After a blast at D&D 4th Edition and Pathfinder over the last couple of years my gaming group settled down with Dragon Warriors, a few Fighting Fantasy playtests and most recently Call of Cthulhu. These excellent games with their simple rules systems were much more adventure and story orientated and the stats took something of a back seat. More recently, Big J, our resident DM and D&D expert, decided to go back to what made the games fun in the first place - simple rules that concentrated on the adventure. As he was the very first DM I ever gamed with and ran the adventure in which Jamm Donutt killed/destroyed his first foe there was a certain level of excitement.
After getting hold of the always amazing D&D Rules Cyclopedia and the excellent new Dungeon Crawl Classics rulebook, Big J made his decision: he was going back to proper Basic D&D, the purple book that he started the hobby with. So, we rolled up new basic D&D characters (the proper way - straight forward ability rolls and hit dice) and he even did a quick test run in the same dungeon that he ran for me back in 1984. I created a dwarf this time, Burgen Beerswiller, and we ran through a couple of encounters.
Now I understand why Old School Renaissance dudes blow the trumpet of the original game so much. This took me back... I was using an old school character sheet, old school dice and making rolls against old school THAC0 (which, to be honest, I still don't like - that was something D&D 3.X got right, in my opinion). It was amazing how quickly certain things came back to me and even though the other two guys we're playing with are much younger than us and might not fully understand the excitment that me and Big J were feeling, they loved it. The characterisations were bold and over-the-top, the combat fast and fluid and strangely satisfying. We were eager to get stuck in to the game proper but I had my Call of Cthulhu campaign to finish, which I did last session. Now we're free to indulge ourselves in Basic D&D goodness.

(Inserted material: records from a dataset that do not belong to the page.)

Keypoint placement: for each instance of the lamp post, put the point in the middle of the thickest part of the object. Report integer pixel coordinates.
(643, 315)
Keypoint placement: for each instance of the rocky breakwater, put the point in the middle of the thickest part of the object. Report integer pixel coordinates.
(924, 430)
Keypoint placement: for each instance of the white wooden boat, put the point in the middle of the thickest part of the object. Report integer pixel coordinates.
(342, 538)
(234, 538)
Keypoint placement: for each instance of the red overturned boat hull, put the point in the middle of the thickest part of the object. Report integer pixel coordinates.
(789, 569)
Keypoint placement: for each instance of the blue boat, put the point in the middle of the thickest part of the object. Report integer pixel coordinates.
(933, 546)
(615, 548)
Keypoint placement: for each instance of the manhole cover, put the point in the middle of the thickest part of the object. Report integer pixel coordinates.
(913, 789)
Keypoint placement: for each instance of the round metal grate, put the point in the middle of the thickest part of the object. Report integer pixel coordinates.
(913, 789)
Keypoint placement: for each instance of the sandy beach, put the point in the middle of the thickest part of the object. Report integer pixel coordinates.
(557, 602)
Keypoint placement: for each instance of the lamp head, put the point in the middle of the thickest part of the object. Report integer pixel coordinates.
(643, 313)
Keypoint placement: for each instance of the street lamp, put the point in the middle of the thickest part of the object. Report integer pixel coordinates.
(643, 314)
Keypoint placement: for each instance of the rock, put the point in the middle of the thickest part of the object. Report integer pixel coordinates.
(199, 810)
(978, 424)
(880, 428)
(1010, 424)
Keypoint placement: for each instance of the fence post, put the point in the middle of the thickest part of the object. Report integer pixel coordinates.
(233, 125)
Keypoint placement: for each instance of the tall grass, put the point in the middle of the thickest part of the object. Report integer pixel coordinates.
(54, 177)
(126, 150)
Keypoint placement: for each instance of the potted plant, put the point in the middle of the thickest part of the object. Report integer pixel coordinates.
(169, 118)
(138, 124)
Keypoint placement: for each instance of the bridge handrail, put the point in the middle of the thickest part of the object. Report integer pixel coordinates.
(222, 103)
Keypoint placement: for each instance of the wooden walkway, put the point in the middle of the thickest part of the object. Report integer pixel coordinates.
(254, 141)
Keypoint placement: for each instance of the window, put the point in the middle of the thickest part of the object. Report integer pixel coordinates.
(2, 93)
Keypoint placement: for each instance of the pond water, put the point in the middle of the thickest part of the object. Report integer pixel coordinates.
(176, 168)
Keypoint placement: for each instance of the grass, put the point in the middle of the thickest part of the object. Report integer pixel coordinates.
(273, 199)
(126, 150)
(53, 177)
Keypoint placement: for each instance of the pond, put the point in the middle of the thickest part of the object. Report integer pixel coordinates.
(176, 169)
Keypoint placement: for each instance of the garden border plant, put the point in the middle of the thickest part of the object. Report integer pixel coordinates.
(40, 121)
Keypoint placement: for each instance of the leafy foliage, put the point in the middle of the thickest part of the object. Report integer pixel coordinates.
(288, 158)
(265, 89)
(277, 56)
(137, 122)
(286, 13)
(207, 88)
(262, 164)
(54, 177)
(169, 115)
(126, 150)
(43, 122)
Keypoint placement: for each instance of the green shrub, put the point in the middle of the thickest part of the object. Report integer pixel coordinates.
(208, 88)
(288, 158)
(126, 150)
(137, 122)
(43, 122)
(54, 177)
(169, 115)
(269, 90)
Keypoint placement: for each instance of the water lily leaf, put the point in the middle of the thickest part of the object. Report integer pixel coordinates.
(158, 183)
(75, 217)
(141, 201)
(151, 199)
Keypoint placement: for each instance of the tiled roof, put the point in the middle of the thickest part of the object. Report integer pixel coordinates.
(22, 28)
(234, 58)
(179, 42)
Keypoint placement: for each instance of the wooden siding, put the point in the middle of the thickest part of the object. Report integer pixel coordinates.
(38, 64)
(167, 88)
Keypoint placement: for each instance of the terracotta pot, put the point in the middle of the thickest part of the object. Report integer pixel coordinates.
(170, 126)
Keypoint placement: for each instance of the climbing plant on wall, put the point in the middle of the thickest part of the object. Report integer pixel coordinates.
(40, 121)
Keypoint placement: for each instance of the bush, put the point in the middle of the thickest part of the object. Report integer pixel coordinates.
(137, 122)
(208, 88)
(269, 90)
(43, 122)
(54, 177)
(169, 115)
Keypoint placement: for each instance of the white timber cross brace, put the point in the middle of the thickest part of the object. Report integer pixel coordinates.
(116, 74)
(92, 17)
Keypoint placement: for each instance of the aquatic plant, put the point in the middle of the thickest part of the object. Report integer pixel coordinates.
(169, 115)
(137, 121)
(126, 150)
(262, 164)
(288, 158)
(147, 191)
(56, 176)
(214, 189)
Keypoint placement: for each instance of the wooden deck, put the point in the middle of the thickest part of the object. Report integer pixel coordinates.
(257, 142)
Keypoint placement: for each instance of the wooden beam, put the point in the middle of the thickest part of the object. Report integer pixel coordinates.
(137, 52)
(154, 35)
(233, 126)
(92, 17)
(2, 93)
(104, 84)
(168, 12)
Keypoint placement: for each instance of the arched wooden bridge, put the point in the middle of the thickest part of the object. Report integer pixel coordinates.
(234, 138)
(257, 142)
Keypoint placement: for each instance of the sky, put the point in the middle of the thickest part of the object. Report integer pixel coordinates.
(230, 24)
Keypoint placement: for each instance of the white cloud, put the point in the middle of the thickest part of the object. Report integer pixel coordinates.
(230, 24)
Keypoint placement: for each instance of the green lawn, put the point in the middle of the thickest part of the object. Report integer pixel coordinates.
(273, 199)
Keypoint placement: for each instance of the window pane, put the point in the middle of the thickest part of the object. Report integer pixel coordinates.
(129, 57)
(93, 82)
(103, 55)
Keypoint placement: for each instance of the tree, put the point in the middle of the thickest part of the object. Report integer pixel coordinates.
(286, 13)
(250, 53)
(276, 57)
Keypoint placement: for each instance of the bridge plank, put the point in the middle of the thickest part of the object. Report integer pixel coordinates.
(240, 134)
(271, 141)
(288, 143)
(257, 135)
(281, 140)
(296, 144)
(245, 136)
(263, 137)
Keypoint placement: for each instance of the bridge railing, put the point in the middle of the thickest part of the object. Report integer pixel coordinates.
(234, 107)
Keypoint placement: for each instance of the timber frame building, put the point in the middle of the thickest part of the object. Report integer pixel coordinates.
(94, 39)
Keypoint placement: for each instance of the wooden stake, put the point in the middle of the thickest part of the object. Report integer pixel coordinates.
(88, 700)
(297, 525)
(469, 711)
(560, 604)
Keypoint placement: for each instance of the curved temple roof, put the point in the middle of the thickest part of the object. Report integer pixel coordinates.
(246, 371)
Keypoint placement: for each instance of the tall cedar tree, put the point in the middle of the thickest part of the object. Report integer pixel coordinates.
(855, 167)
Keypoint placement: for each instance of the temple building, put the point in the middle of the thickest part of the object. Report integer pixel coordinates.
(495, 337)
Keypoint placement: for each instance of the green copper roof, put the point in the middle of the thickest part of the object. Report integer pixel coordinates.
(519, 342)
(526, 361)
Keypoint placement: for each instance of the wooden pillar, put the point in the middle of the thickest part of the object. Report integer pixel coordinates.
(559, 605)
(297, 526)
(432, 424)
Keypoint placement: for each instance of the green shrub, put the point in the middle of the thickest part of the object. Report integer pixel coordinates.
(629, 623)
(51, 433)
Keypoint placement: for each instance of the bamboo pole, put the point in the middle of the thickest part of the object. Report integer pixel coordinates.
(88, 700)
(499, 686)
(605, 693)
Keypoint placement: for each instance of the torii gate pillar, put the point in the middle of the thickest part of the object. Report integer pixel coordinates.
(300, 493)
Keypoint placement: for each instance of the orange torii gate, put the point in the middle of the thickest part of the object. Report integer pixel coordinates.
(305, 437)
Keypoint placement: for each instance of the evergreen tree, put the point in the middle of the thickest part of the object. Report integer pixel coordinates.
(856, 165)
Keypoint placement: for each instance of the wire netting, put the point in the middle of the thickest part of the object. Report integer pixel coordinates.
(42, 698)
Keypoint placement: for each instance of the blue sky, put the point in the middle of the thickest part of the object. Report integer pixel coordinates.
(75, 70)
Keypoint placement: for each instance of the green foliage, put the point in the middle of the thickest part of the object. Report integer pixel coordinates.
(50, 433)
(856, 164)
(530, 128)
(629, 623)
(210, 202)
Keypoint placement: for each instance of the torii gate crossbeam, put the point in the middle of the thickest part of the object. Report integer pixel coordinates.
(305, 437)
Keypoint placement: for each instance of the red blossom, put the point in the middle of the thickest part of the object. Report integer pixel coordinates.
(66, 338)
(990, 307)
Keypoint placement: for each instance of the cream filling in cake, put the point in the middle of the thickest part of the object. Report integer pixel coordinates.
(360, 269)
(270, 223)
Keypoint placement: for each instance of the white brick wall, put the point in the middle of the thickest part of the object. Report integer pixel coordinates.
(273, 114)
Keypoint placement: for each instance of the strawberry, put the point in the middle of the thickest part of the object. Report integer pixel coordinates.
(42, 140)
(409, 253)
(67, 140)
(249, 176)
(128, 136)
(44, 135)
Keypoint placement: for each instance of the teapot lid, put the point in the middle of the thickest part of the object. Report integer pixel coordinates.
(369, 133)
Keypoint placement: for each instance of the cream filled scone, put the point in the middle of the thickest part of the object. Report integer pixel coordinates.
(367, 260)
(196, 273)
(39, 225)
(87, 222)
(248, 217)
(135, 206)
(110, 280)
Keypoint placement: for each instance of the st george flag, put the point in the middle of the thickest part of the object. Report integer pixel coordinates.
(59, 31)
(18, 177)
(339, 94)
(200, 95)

Big J has all the original D&D sets, from Basic to Immortal, and now so do I again, as well as the rule book from the 1991 boxed game release to help us along. He's playing it straight up and to the letter, with all rolls in the open, encumbrance, the works, so woe betide our Magic User should he fall foul of any monsters, what with his 2 hit points. We've also got a Fighter and a Cleric, which should make the party interesting. I guess we'll have to take a theif on as a retainer. He'll also be going through the Dungeon Crawl Classics book to mine it for ideas, as we're going to see how we get on with the Basic game and, if he sees fit, Big J will incorporate rules and material from that. I'm fine to go with it as it is, without any changes or influence from any other games, but it's not just me in the group and I'd like for all of us to get something out of the game. If I can grit my teeth at THAC0 then I can do the same for other stuff, too.
So, as of now, you can colour me Old School Renaissance converted. The D&D we have today bears very little resemblance to the D&D of the past, the game that truly started it all. It's so busy trying to find it's place - maybe even reclaim it's place - in the RPG marketplace that it seems to have lost it's way.
Oh, and the campaign setting that Big J is using? Greyhawk. Get in.